Cormac McCarthy, who is pushing 90, has arrived with a pair of audacious linked novels, one a total banger and the other no embarrassment. If this is what it sounds like to be on your last legs, young writers should ask their server for whatever he’s having. If McCarthy’s voice is any indication, he’s still limber enough to outrun an aggrieved cheetah in his drawers and stocking feet ... Novels aren’t made, generally, to be filled entirely by talk. But that’s what Stella Maris is — transcriptions of therapy sessions with one of the hospital’s shrinks. This is a Tom Stoppardesque bull session. Does it work? Uh-huh. Does it work more fully if you’ve already read The Passenger? Absolutely ... Stella Maris is, by comparison, a small and frequently elegiac novel. It’s best read while you are still buzzing from the previous book. Its themes are dark ones, and yet it brings you home.

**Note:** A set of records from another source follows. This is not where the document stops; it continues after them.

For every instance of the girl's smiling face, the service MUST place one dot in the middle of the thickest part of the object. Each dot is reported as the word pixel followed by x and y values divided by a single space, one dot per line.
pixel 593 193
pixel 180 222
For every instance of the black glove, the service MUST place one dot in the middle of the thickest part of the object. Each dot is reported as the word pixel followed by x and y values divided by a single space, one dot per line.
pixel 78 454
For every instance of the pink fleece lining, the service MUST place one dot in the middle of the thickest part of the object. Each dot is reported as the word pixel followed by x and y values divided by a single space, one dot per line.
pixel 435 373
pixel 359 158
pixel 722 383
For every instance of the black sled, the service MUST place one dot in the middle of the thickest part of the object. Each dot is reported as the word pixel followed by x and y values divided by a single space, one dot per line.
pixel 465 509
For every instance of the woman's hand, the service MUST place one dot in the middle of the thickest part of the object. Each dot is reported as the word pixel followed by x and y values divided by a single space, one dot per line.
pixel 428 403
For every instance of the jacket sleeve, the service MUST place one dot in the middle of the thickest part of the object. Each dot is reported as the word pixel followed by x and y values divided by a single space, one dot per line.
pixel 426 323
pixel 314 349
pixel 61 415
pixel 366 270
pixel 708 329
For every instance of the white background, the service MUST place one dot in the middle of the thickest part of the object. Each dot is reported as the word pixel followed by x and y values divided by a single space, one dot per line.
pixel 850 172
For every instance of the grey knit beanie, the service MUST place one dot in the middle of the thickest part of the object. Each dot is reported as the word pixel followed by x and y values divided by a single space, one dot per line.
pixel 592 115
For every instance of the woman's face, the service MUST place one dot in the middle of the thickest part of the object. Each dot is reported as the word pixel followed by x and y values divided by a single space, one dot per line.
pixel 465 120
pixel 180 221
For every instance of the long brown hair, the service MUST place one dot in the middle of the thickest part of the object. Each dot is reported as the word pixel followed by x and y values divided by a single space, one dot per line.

At the human level, at the level of verisimilitude, these two companion novels are hardly serious. Perhaps McCarthy seeks to indemnify himself against the charge of authorial wish fulfillment by dooming his fantastical characters to early demises ... The new and welcome thing in The Passenger and Stella Maris is the lucidity of this bitter metaphysics. McCarthy’s earlier books were so shrouded in obscurity, rang with so much hieratic shrieking and waving, that it was perfectly possible to extract five contradictory theological ideas at once from their fiery depths ... These new novels flush McCarthy out of his rhetorical cover.
If you read the books in order, you might find Stella Maris...coldly underwhelming despite, or perhaps because of, the erudition of the twenty-one-year-old, debatably schizophrenic, suicidal math genius Alice Western ... McCarthy is not interested in the psychology of character. He probably never has been. He’s interested in the horror of every living creature’s situation. Brilliant, beautiful Alice is barely believable as a female human being. And why should she be? ... Alice is the sturdy vessel for McCarthy’s thinking. Perhaps too sturdy a vessel; one might prefer a bit of spillage, some froth, some fun.